Now I don’t think these are exhaustive nor even particularly well conceived, but they are the buckets into which I sub-consciously find myself putting my various activities. And what I am interested in finding out from all of you is, at this high level, what “postures” you see yourself as having in relationship to your learning network, your networked learning, your practice. Are there others you would add to this list or do you have a totally different way of conceptualizing this?
I believe, again without a lot to substantiate it, that you all do indeed have many other ways of organizing and conceptualizing this. But are these all entirely idiosyncratic? Well, to the extent to which we can still talk about “categories” and to the extent to which ideas like “learning styles” still have any meaning, my sense is that we can tease out a number of different “postures,” and a number of different ways to relate these postures, and use these as the entree with which to orient newcomers to weaving their own “personal” learning environments. Certainly these will be personal in the sense of being oriented around them, and certainly be personal in the sense of including different tools, content sources and conversations than mine or yours might. But to argue that we cannot evolve some ways of talking about generally how we orient ourselves to our own PLEs is I think to embark on a solipsistic road that doesn’t resemble the one I find myself on.

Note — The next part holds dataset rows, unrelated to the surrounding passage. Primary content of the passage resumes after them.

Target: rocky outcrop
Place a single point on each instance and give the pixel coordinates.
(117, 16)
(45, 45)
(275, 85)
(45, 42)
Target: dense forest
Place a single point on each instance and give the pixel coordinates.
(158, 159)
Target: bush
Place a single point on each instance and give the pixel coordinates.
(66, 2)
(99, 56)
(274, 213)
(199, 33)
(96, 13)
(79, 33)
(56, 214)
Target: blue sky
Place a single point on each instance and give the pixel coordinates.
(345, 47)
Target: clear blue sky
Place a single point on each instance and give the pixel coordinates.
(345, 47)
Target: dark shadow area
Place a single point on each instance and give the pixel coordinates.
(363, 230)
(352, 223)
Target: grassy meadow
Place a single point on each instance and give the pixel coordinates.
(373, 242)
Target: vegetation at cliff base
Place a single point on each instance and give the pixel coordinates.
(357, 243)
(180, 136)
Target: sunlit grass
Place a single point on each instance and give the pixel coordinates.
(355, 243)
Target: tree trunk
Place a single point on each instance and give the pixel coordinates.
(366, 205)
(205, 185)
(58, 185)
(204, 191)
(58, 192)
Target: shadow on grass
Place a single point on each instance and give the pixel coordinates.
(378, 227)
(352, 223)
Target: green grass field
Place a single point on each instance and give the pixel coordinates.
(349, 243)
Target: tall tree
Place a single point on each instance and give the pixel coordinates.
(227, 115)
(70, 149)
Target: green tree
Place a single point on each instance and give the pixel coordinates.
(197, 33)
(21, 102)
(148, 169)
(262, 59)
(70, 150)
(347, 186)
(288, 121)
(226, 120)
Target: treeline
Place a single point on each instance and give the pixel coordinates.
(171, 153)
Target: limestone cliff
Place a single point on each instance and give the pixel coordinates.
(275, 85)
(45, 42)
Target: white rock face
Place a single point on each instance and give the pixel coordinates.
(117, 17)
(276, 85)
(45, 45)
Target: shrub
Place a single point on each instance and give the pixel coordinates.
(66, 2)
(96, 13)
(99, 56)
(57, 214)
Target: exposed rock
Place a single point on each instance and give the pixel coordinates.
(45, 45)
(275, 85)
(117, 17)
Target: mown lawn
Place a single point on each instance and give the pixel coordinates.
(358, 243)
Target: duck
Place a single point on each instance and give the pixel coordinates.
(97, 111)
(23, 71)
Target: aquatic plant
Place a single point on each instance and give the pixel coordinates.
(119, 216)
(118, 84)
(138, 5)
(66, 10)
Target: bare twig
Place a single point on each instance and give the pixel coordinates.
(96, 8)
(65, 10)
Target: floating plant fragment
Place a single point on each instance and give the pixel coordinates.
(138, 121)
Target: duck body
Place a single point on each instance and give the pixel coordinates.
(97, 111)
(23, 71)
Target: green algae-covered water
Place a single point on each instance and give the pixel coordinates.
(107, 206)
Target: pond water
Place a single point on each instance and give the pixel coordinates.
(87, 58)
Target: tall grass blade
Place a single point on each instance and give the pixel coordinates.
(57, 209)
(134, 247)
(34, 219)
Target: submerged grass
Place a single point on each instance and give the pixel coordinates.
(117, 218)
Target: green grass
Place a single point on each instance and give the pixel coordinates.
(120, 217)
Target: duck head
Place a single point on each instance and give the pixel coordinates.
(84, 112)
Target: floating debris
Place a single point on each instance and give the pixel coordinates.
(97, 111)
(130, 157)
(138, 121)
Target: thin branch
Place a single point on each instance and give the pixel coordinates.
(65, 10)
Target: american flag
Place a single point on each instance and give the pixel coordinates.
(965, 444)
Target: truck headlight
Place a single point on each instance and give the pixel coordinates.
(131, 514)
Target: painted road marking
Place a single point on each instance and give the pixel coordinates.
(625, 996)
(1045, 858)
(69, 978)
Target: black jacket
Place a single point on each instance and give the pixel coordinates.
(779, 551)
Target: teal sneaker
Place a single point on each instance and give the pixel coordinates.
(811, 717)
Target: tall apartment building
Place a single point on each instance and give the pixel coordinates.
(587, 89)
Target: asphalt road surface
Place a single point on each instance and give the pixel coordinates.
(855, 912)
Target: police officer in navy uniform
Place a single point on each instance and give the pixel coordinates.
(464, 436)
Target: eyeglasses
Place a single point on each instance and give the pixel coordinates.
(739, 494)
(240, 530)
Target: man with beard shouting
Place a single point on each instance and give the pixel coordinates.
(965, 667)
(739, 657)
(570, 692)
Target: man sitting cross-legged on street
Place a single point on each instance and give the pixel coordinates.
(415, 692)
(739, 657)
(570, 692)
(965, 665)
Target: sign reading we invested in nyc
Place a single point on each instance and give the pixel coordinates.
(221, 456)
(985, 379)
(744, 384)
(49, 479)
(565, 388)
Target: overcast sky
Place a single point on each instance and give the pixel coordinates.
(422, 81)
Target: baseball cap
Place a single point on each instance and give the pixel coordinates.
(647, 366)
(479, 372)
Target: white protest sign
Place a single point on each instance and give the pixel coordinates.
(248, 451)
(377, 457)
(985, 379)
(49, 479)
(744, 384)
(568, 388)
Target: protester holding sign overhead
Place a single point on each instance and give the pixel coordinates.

So what do you think? Is there a sense in which we can use this notion of “postures” (again, feel free to suggest a better term) as a conceptual entree to helping new people weave their own PLEs, or is this already to reify it. Will it always only be a case of each of us modelling our individual practices, with whatever pieces and conceptions of them resonating individually with each person who sees them. - SWL
(P.S. I am certain this post belies my thoroughly amateur status, that there is lots of nomenclature in the learning sciences that better describes what I am fumbling with here. Please feel free to educate me on it. I do not need tot invent terms where better ones already exist. Like I keep telling you, I am a slow learner).